Advanced recommendations

 

  • Avoid including large CSS files. While including small CSS can speed up the time it takes a browser to render the page, including large CSS files will increase the size of your CSS and actually slow down rendering time.
  • Avoid including CSS attributes. Likewise, embedding CSS attributes in HTML elements often results in unnecessary code duplication, and is blocked by default with a Content Security Policy.

 

8. Prioritize visible content

Because it is important. If your above-the-fold content exceeds the initial congestion window (typically 14.6kB compressed), then loading your content will require multiple round trips to load and render your content. This can cause high latencies and significant page loading delays, especially for mobile users.
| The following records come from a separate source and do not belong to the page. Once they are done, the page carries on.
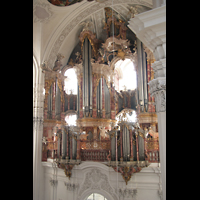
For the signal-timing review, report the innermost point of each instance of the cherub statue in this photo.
(109, 156)
(44, 66)
(103, 132)
(58, 63)
(86, 25)
(78, 57)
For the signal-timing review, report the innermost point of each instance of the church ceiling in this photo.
(66, 2)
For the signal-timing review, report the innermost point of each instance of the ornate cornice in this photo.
(41, 12)
(150, 28)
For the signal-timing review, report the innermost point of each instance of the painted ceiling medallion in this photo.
(67, 2)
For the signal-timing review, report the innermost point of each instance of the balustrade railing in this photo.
(94, 154)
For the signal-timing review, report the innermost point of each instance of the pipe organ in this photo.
(104, 130)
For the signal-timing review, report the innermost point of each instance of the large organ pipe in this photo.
(140, 75)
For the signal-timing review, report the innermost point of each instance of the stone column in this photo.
(63, 143)
(121, 159)
(78, 152)
(137, 147)
(116, 153)
(150, 28)
(131, 145)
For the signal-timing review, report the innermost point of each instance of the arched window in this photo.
(95, 196)
(125, 78)
(71, 82)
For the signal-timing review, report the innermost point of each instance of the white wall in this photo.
(89, 177)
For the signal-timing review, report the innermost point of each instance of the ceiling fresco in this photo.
(65, 2)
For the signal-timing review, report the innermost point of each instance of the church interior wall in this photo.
(58, 35)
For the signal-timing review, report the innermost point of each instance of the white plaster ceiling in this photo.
(61, 27)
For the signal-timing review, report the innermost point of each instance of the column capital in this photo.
(158, 90)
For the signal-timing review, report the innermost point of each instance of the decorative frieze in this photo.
(71, 187)
(127, 193)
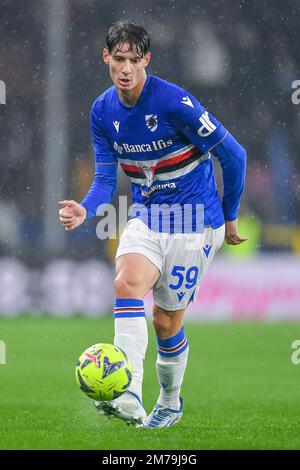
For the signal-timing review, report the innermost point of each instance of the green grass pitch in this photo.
(241, 390)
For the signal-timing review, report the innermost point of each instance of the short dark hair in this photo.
(128, 32)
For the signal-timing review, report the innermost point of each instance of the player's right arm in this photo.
(104, 184)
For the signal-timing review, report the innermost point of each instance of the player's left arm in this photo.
(209, 135)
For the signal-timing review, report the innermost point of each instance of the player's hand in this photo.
(231, 233)
(72, 214)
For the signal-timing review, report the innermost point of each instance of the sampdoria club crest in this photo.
(151, 122)
(148, 172)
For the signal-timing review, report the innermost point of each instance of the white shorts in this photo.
(181, 258)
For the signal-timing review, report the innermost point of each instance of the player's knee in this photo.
(163, 325)
(125, 287)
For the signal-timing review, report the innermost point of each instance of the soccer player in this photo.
(163, 139)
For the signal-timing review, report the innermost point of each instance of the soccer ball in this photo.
(103, 372)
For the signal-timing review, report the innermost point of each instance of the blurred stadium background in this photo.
(240, 62)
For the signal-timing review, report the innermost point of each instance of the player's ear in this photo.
(147, 58)
(106, 55)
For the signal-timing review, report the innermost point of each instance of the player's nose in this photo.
(126, 67)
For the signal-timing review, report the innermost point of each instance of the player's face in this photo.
(126, 68)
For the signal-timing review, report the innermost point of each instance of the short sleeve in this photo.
(194, 121)
(104, 153)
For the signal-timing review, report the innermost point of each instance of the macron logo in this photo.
(186, 100)
(117, 125)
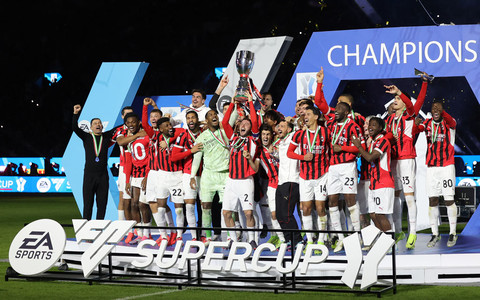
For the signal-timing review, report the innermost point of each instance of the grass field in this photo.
(15, 211)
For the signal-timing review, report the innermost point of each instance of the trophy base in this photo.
(241, 98)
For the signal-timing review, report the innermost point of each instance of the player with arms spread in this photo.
(184, 149)
(244, 163)
(381, 188)
(342, 173)
(440, 133)
(401, 125)
(215, 154)
(314, 144)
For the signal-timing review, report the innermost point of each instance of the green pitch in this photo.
(15, 211)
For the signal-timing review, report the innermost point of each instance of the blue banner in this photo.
(384, 53)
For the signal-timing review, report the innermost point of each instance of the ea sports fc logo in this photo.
(37, 247)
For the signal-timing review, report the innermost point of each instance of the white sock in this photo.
(322, 225)
(266, 215)
(162, 221)
(140, 230)
(256, 234)
(146, 231)
(191, 220)
(397, 214)
(121, 215)
(180, 220)
(433, 213)
(251, 234)
(412, 213)
(452, 218)
(308, 225)
(301, 219)
(277, 227)
(233, 235)
(343, 219)
(390, 220)
(335, 217)
(355, 216)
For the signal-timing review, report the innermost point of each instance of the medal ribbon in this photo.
(396, 123)
(221, 142)
(435, 131)
(278, 140)
(370, 148)
(336, 135)
(194, 138)
(167, 141)
(187, 107)
(239, 142)
(96, 147)
(311, 145)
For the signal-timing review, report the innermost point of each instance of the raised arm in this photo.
(76, 113)
(225, 122)
(394, 90)
(320, 100)
(368, 156)
(213, 102)
(451, 122)
(148, 129)
(253, 116)
(421, 97)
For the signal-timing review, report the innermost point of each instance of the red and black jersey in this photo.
(317, 143)
(153, 146)
(342, 134)
(140, 151)
(121, 131)
(239, 166)
(379, 170)
(440, 141)
(329, 112)
(184, 143)
(270, 164)
(403, 128)
(164, 161)
(364, 169)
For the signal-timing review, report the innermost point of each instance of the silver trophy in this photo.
(244, 68)
(423, 74)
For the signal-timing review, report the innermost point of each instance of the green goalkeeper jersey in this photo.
(215, 151)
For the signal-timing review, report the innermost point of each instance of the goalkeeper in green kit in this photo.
(215, 156)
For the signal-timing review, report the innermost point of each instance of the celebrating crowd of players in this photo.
(306, 162)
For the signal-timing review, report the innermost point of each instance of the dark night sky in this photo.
(182, 40)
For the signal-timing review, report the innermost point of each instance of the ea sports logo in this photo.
(37, 247)
(43, 185)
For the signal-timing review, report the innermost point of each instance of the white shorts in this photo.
(313, 189)
(382, 201)
(189, 193)
(403, 172)
(238, 191)
(121, 183)
(271, 191)
(362, 196)
(441, 181)
(161, 184)
(342, 178)
(137, 182)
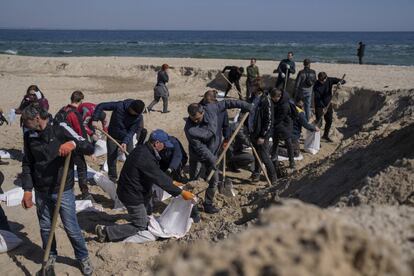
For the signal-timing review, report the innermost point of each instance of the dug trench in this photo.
(348, 212)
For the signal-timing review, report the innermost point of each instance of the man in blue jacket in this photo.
(126, 120)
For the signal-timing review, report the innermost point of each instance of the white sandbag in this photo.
(86, 205)
(284, 158)
(100, 148)
(175, 221)
(109, 187)
(312, 142)
(141, 237)
(14, 197)
(8, 241)
(5, 154)
(160, 194)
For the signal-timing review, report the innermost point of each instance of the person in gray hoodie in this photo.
(203, 135)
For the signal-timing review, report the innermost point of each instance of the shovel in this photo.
(48, 270)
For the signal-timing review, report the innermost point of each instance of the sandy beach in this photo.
(349, 209)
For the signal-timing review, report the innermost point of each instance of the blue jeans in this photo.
(45, 204)
(307, 103)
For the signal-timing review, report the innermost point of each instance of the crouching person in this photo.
(141, 170)
(45, 149)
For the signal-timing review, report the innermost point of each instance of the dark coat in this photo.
(140, 171)
(122, 125)
(282, 120)
(42, 165)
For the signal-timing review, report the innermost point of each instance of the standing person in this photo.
(161, 89)
(141, 170)
(126, 120)
(252, 77)
(235, 74)
(45, 148)
(361, 52)
(323, 96)
(203, 140)
(69, 114)
(260, 127)
(282, 124)
(286, 65)
(304, 85)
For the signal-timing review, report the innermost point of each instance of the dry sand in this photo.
(364, 180)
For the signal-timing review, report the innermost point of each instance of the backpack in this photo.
(310, 79)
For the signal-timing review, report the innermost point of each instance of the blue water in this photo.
(336, 47)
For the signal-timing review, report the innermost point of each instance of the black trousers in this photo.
(263, 151)
(237, 84)
(156, 100)
(289, 146)
(138, 221)
(327, 116)
(81, 169)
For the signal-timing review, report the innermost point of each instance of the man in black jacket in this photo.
(260, 128)
(282, 124)
(286, 65)
(126, 120)
(45, 148)
(235, 75)
(323, 96)
(141, 170)
(203, 135)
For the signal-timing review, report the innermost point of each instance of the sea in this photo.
(387, 48)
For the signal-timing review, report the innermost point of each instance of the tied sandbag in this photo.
(100, 148)
(14, 197)
(8, 241)
(109, 187)
(175, 221)
(312, 142)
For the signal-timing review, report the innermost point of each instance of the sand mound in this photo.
(291, 239)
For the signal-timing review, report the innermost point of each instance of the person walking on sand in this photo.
(161, 89)
(361, 52)
(285, 66)
(252, 77)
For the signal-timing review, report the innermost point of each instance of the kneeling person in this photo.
(141, 170)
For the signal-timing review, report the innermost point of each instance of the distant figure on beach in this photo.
(252, 76)
(161, 89)
(285, 69)
(235, 73)
(361, 52)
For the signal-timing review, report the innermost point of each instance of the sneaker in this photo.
(255, 177)
(101, 233)
(86, 266)
(210, 209)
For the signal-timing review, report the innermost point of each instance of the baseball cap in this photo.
(162, 136)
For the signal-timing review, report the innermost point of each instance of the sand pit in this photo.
(364, 179)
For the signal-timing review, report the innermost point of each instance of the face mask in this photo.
(38, 95)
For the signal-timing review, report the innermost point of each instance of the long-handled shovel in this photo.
(238, 92)
(223, 153)
(48, 270)
(113, 140)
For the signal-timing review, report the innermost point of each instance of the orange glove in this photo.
(66, 148)
(187, 195)
(27, 200)
(178, 184)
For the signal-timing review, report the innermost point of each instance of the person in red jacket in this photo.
(70, 115)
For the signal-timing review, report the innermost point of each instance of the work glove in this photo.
(187, 195)
(66, 148)
(27, 200)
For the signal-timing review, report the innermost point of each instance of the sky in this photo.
(235, 15)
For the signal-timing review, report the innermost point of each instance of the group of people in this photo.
(161, 158)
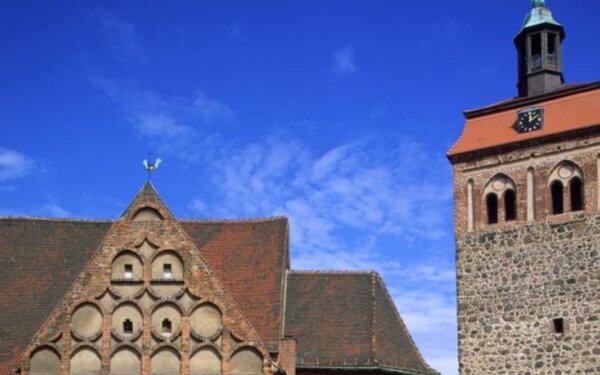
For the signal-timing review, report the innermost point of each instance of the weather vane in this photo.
(151, 166)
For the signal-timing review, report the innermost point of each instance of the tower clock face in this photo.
(530, 119)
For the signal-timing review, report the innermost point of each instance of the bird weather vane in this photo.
(151, 166)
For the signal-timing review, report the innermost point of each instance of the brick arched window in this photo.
(500, 199)
(576, 191)
(510, 205)
(491, 203)
(556, 192)
(566, 187)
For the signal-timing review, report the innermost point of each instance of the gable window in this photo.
(566, 188)
(500, 199)
(128, 271)
(166, 327)
(556, 191)
(167, 271)
(576, 192)
(491, 202)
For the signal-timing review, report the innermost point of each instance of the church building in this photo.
(527, 220)
(148, 294)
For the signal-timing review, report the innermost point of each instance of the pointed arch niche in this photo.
(147, 214)
(500, 200)
(165, 361)
(44, 361)
(246, 361)
(205, 361)
(125, 361)
(85, 361)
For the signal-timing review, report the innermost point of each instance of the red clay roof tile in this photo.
(574, 108)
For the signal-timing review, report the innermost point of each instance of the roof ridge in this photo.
(373, 320)
(518, 101)
(403, 325)
(334, 272)
(55, 219)
(235, 220)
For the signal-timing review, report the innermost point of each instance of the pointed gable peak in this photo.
(147, 206)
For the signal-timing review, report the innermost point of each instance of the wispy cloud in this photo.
(118, 34)
(352, 187)
(234, 31)
(14, 165)
(170, 125)
(343, 61)
(55, 210)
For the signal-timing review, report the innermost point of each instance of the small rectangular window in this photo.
(128, 271)
(551, 44)
(166, 327)
(167, 271)
(559, 326)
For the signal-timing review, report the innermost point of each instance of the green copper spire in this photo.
(540, 14)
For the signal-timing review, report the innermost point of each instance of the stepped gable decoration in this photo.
(147, 294)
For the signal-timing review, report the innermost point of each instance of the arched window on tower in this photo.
(566, 188)
(510, 205)
(556, 191)
(500, 199)
(491, 202)
(576, 192)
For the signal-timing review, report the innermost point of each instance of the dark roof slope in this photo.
(347, 319)
(39, 259)
(250, 258)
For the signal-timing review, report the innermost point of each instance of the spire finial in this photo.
(151, 166)
(538, 3)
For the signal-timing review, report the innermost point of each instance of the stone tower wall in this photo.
(515, 278)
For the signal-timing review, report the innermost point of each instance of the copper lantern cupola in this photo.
(539, 51)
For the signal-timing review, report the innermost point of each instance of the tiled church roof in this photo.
(39, 260)
(574, 107)
(347, 320)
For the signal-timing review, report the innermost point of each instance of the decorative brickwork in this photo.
(165, 311)
(529, 288)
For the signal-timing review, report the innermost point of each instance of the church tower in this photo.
(539, 46)
(527, 220)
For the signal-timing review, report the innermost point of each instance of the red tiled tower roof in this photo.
(574, 107)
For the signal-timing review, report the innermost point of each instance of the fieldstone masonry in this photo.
(518, 280)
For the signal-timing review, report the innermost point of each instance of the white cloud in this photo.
(346, 203)
(171, 126)
(343, 61)
(14, 165)
(119, 35)
(352, 187)
(212, 110)
(55, 210)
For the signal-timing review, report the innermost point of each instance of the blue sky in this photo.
(337, 114)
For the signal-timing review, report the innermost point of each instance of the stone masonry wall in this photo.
(515, 277)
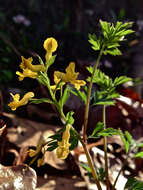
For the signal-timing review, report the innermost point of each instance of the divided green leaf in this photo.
(41, 100)
(133, 184)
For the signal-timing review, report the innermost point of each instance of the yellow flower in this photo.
(70, 76)
(50, 45)
(26, 73)
(27, 64)
(63, 146)
(17, 102)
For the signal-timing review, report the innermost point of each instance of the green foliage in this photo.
(112, 35)
(41, 100)
(73, 139)
(107, 87)
(127, 140)
(133, 184)
(52, 146)
(99, 127)
(81, 94)
(139, 155)
(64, 97)
(100, 172)
(69, 117)
(50, 62)
(99, 131)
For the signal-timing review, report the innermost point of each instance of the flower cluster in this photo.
(39, 72)
(29, 70)
(17, 102)
(69, 77)
(50, 45)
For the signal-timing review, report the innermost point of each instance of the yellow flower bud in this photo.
(26, 73)
(17, 103)
(70, 76)
(27, 64)
(50, 45)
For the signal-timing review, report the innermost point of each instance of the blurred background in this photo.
(24, 25)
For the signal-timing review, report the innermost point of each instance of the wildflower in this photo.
(63, 146)
(70, 76)
(17, 102)
(26, 73)
(50, 45)
(27, 64)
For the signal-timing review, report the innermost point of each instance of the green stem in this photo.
(47, 83)
(105, 151)
(123, 165)
(90, 162)
(89, 159)
(89, 94)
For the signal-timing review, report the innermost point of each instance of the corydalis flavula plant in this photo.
(66, 83)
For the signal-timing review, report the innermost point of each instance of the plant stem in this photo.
(89, 159)
(86, 114)
(123, 165)
(105, 151)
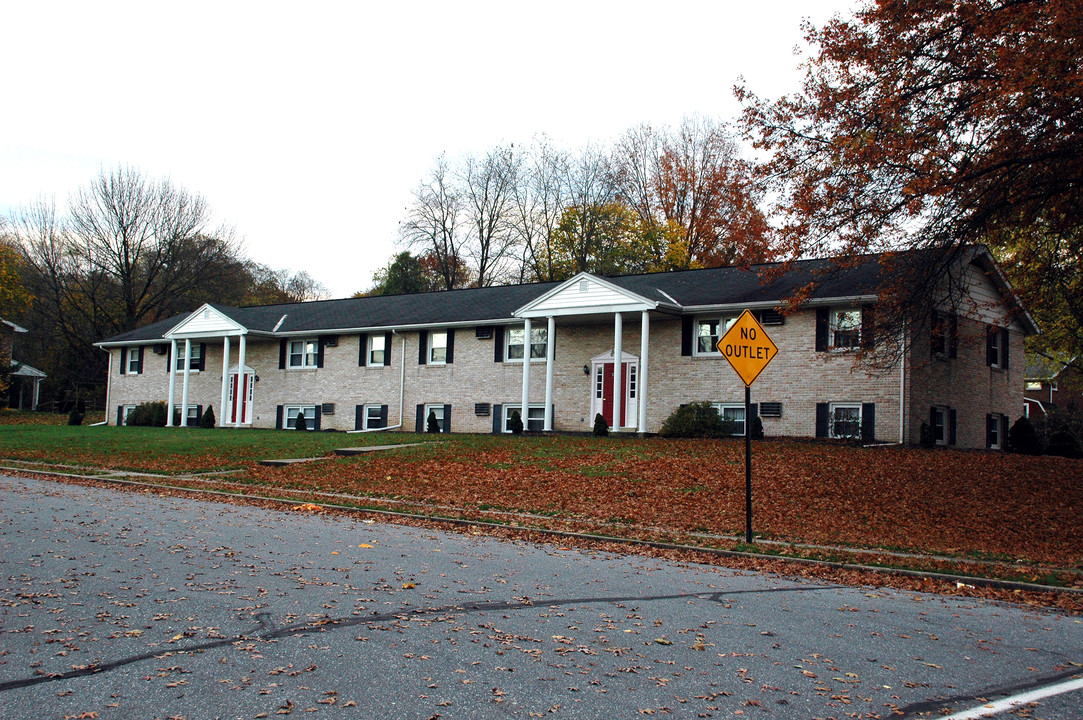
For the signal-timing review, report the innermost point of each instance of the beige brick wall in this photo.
(966, 382)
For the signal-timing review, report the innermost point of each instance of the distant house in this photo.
(25, 380)
(550, 351)
(1052, 384)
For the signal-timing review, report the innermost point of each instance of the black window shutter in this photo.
(868, 326)
(498, 344)
(869, 421)
(821, 419)
(821, 329)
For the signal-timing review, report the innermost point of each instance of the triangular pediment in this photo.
(208, 322)
(585, 295)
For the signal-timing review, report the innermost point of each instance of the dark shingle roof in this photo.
(717, 286)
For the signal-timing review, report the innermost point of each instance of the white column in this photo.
(524, 410)
(644, 343)
(550, 342)
(225, 381)
(172, 382)
(184, 385)
(617, 362)
(240, 385)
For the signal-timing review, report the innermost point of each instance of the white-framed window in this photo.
(302, 353)
(376, 349)
(438, 410)
(534, 420)
(374, 417)
(940, 431)
(438, 350)
(993, 424)
(707, 332)
(732, 414)
(134, 363)
(196, 356)
(845, 420)
(845, 329)
(514, 339)
(292, 410)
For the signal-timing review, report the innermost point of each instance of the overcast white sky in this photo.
(307, 125)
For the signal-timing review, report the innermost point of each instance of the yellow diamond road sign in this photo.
(747, 348)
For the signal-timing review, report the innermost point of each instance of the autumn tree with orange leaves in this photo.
(933, 125)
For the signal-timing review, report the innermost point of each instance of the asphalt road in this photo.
(132, 605)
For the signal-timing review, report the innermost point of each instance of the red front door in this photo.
(608, 392)
(239, 402)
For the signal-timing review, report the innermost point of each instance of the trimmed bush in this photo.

What Google recommends. Reduce content size by more than half to no more than 14kB (compressed).

Advanced recommendations

 

  • Limit data size necessary to display the content above the fold. If you've followed suit, you should already be using asset minification, image optimization, compression, and all the other tips and tricks to reduce the size of your above-the-fold content.
  • Organize your HTML markup to process above-the-fold content immediately. Changing the HTML markup structure can greatly speed up the speed at which your above-the-fold content loads and renders, but what you change will vary from page to page. For example, it may be necessary to split your CSS into different parts: an inline part responsible for styling the part of the content above the fold, and a style sheet that defers the remaining part. Or you may need to first change the order of what loads on your page (e.g. main content before widgets).

 

9. Remove display-blocking JavaScript

Because it is important. You may remember from tip no. Myth #7 that a page needs to build its DOM by parsing the HTML before a browser can display your page. Well, every time a parser encounters JavaScript, it has to stop and run this new script before it can continue building the DOM tree. This delay is even more pronounced in the case of an external script, and can add tens of thousands of milliseconds to the rendering process.

What Google recommends. Removes all blocking JavaScript, especially external scripts, in above-the-fold content.

Advanced recommendations

 

  • Make JavaScript not render the block. Marking the script tag as a sync will tell the browser not to block construction of the DOM while waiting for the script to load and run. However, you should only do this if you know that you don't need to change anything within the DOM tree while it is being parsed/built.
  • Inline critical scripts and defer non-critical scripts. Scripts that are necessary to render the page content must be embedded to avoid additional network requests. These should be as small as possible to run quickly and provide good performance. Non-critical scripts should be made asynchronous and deferred until after the first render. Just remember that asynchronous scripts are not guaranteed to run in a specific order.
  • Defer third-party JavaScript libraries until later. JavaScript libraries that improve interactivity or add animations or other effects (e.g., JQuery) generally do not need to be presented above the fold. Whenever possible, make these JavaScript elements asynchronous and defer them on the page.